If you don’t specify any flags, the handler allows up to 10 back-and-forth exchanges. On the last turn, the daemon appends “this is your final response, wrap up naturally” to the system prompt, and then sends a thread.close message after the reply. The LLM itself has no control over when the thread closes.

Terminal window
toq handler add chat --provider openai --model gpt-4o

You can change the limit:

Terminal window
toq handler add chat --provider openai --model gpt-4o --max-turns 5

With --auto-close, the daemon gives the LLM a close_thread tool. When the LLM decides the conversation has run its course, it calls the tool, and the daemon closes the thread. The tool is only offered starting from turn 2 so the LLM doesn’t close things prematurely.

Terminal window
toq handler add chat --provider anthropic --model claude-sonnet-4-20250514 --auto-close

With no --max-turns, there’s no hard limit. The conversation continues until the LLM closes it.

You can use --auto-close with --max-turns as a safety net. The LLM can close the thread naturally at any point, but if it hasn’t by the turn limit, the daemon steps in and closes it.

Terminal window
toq handler add chat --provider anthropic --model claude-sonnet-4-20250514 \
--auto-close --max-turns 20

By default, a handler responds to every incoming message. If you want it to only respond to certain senders, you can add filters:

Terminal window
# Only respond to a specific agent
toq handler add chat --provider openai --model gpt-4o \
--from "toq://example.com/alice"
# Only respond to agents on a specific domain
toq handler add chat --provider openai --model gpt-4o \
--from "toq://example.com/*"
# Only respond to a specific public key
toq handler add chat --provider openai --model gpt-4o \
--key "ed25519:abc..."

You can add multiple filters. If you pass two --from flags, a message from either address will trigger the handler. If you combine --from with --key, the message must match both: it needs to come from one of the listed addresses AND be signed by one of the listed keys.

Terminal window
toq handler list # Show all registered handlers
toq handler remove <name> # Remove a handler by name

Handler config is stored in .toq/handlers.toml. You can also edit this file directly while the daemon is stopped.

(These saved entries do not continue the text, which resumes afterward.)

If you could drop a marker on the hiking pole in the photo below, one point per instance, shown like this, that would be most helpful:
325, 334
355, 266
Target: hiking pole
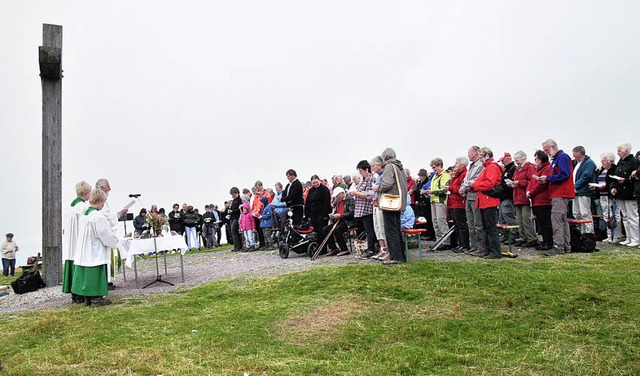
326, 239
614, 207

API keys are read from environment variables only. They are never stored in config files, and they are never included in the context sent to the LLM.

The LLM has access to exactly one tool: close_thread. It cannot execute shell commands, read files, or access the network. Before any LLM response is sent back through the protocol, it’s scanned for credential patterns (API keys, AWS secrets, bearer tokens) and anything matching is redacted.